Writing on-the-spot histories always comes with risks. But the urgency of the situation demands it. We need some explanation for why the US is not doing more to calm the situation in the Middle East and to push for negotiations between Ukraine and Russia.
There is one school of thought that says the Biden administration is muddling through. It has no grand plan. It lacks the will or the means to discipline or direct either the Ukrainians or the Israelis. As a result, it is mainly focused on avoiding a third world war.
If so, that is a sad testament to the decline of American hegemonic ambition. No wonder there are calls in the US for Washington to develop an “independent” foreign policy – independent, that is, of Ukraine and Israel.
But what if that interpretation is too benign? What if it underestimates the intentionality on Washington’s part? What if key figures in the administration actually see this as a history-defining moment and an opportunity to reshape the balance of world power? What if what we are witnessing is the pivoting of the US to a deliberate and comprehensive revisionism by way of a strategy of tension?

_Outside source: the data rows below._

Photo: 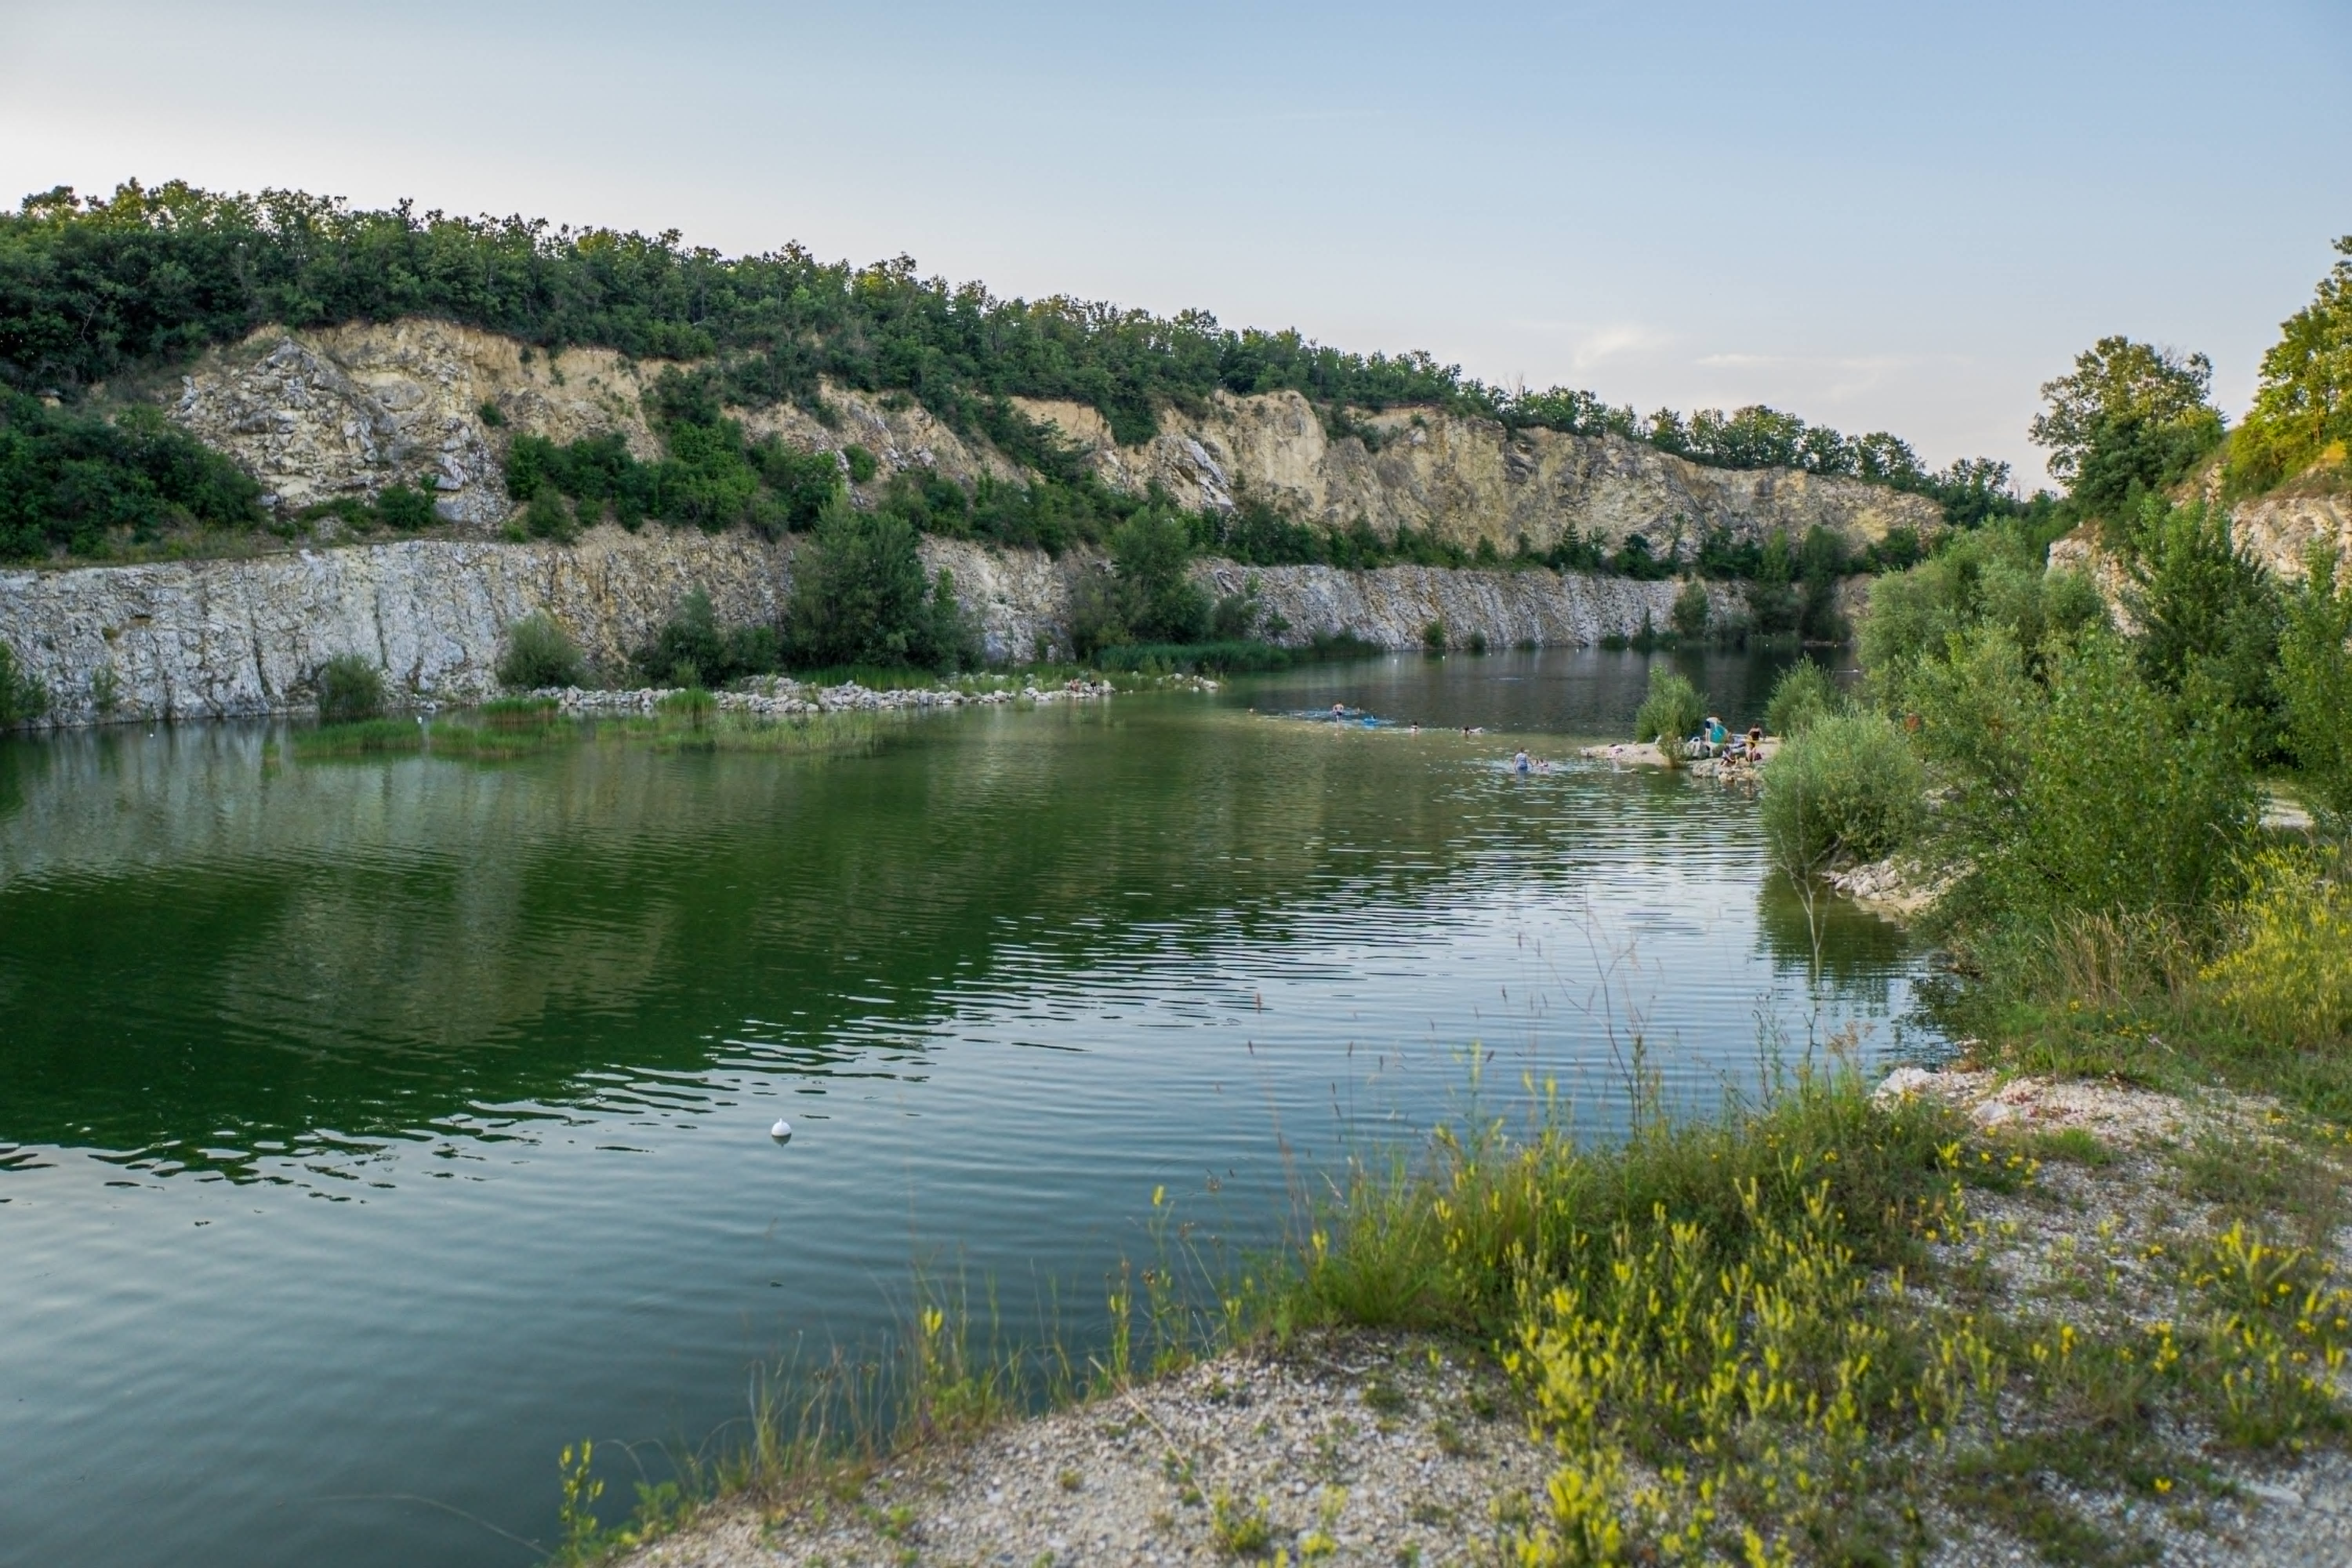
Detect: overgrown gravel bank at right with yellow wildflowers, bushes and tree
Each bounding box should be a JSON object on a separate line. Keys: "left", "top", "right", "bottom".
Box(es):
{"left": 574, "top": 312, "right": 2352, "bottom": 1566}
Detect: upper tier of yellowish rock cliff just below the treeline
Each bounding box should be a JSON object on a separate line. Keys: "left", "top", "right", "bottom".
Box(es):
{"left": 167, "top": 322, "right": 1940, "bottom": 555}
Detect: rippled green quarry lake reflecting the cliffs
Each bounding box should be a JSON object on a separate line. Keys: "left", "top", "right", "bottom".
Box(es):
{"left": 0, "top": 651, "right": 1931, "bottom": 1568}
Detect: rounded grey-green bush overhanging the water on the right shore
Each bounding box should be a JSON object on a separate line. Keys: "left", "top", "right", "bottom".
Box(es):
{"left": 1762, "top": 710, "right": 1926, "bottom": 877}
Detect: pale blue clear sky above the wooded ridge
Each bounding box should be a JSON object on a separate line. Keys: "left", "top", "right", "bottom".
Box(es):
{"left": 0, "top": 0, "right": 2352, "bottom": 482}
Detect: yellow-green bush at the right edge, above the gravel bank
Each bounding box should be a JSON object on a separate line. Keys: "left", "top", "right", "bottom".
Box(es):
{"left": 2204, "top": 849, "right": 2352, "bottom": 1046}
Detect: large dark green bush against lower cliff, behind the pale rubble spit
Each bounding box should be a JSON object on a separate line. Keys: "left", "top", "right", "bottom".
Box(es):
{"left": 793, "top": 501, "right": 971, "bottom": 670}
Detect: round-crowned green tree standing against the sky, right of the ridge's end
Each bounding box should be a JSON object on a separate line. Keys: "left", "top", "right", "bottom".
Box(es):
{"left": 2027, "top": 336, "right": 2223, "bottom": 517}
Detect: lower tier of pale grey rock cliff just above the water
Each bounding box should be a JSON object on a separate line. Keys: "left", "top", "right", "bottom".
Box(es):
{"left": 0, "top": 526, "right": 1731, "bottom": 724}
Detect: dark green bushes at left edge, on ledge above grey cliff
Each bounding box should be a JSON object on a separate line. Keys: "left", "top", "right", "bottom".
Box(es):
{"left": 0, "top": 395, "right": 263, "bottom": 559}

Revisionist powers are those that want to overturn the existing state of things. In an extended sense, this can also mean a desire to alter the flow of events; for instance, to redirect or halt the process of globalisation. Revisionism is often associated with resentment or nostalgia for an earlier, better age.
What makes us shrink from this interpretation of Joe Biden’s foreign policy is the sheer aggression of Russia since February 2022 and Hamas on 7 October. The US-led west is generally seen as reactive, not proactive. But focus not on the process but on the outcomes of US policy, and a different interpretation seems plausible.
Under Donald Trump, after all, the demand to make America great again was quite literally revisionist. He had no interest in the existing rules of the game. He tossed trade treaties out the window. He slapped tariffs on China. “America first” was the mantra.
By comparison with Trump, the Biden team boast of their commitment to a rules-based order. But when it came to the world economy and the rise of China, Biden has been every bit as aggressive as, perhaps more so than, his predecessor.
Under Biden, Washington has been committed to reversing years of decline apparently brought on by excessive favour shown to China. The US has tried to stop China’s development in tech. To do so, it has strong-armed allies such as the Dutch and the South Koreans. When the World Trade Organization dared to protest against US steel tariffs, the White House reaction was contemptuous. Bidenomics is Maga for thinking people.
In what is now called the Indo-Pacific, the US is not merely defending the status quo. The very definition of the strategic arena is new. In the Quad (Quadrilateral Security Dialogue), Washington is putting in place a new latticework of alliances that ties India, Japan and Australia to the US. If nothing else had happened in the past two years, the judgment would be clear. The geo-economic policy of the US towards China under Biden is a continuation of the revisionism first seen under Trump.